Swedish artist Lars Vilks, 68, is said to be the target of Saturday's attack in Copenhagen, which left a civilian dead and three police officers wounded. He has created towering sculptures out of driftwood and sketched Jesus as a pedophile but nothing grabbed more attention than his drawing of the prophet Mohammed's head on a dog's body.
After the organizers of a Swedish arts exhibition decided to withdraw the caricature from a 2007 show, the Nerikes Allehanda newspaper responded by publishing the work alongside an article on freedom of speech and self-censorship.

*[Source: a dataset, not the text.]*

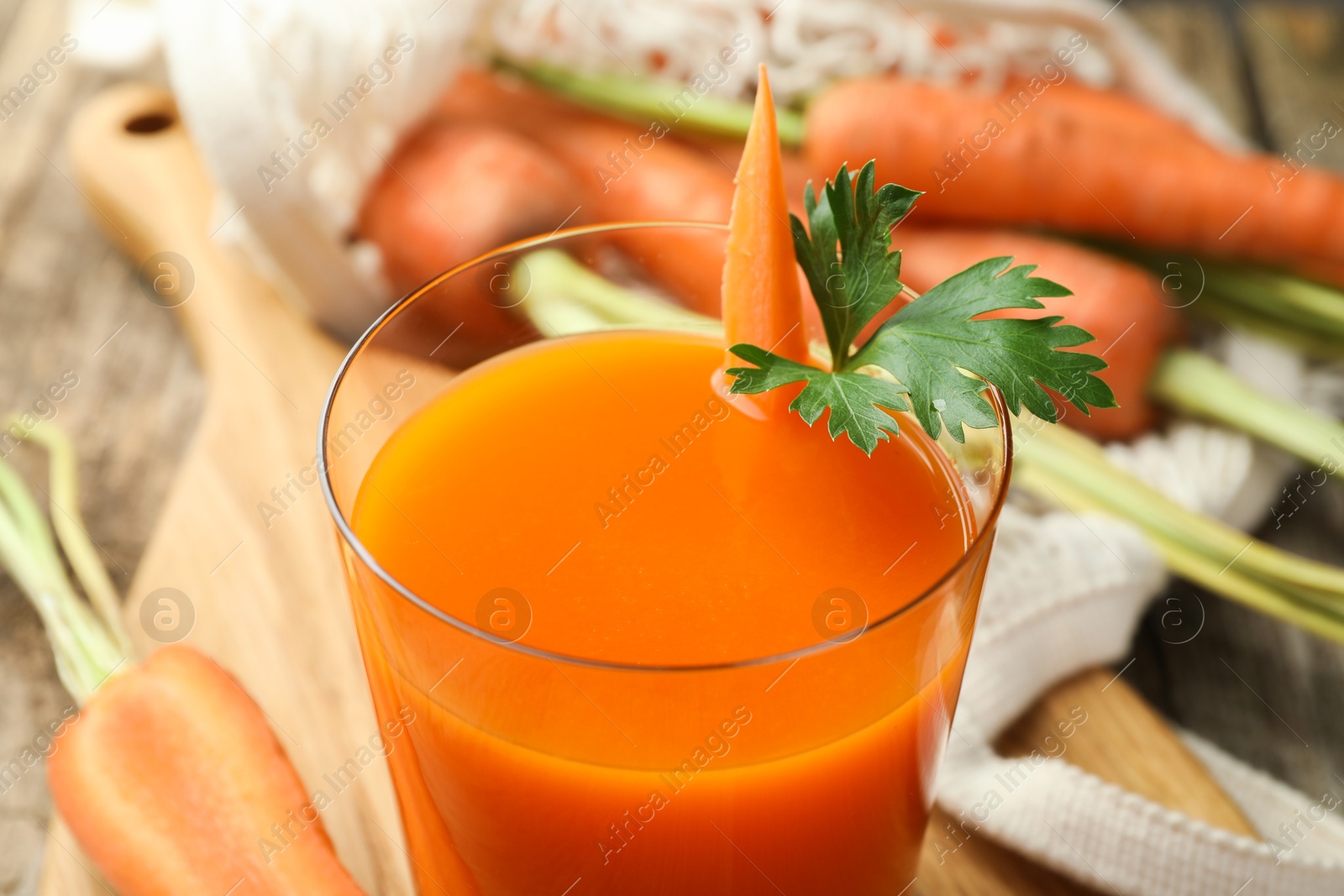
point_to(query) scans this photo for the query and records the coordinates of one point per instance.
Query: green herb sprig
(934, 355)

The newspaper's decision drew a furious reaction from across the Muslim world and led to numerous death threats against Vilks, who is under police protection.
Arsonists attacked his home, he was subjected to repeated threatening phone calls, a protester hit and injured him while he was delivering a lecture at Uppsala University, and an Al-Qaida-linked group in Iraq put a bounty of 150,000 dollars on Vilks' head.
In May 2014, Colleen LaRose, a U.S. convert to Islam who went by the nickname "Jihad Jane," was sentenced to 10 years in prison for her involvement in a failed plot to kill Vilks.
In the wake of the threats, several newspapers reprinted the Mohammed caricature, saying it was necessary to defend freedom of speech.
"It should be possible to insult all religions in a democratic way," Vilks told CNN in 2007, adding that he knew it would bring a strong reaction. "If you insult one (religion), then you should insult the other ones."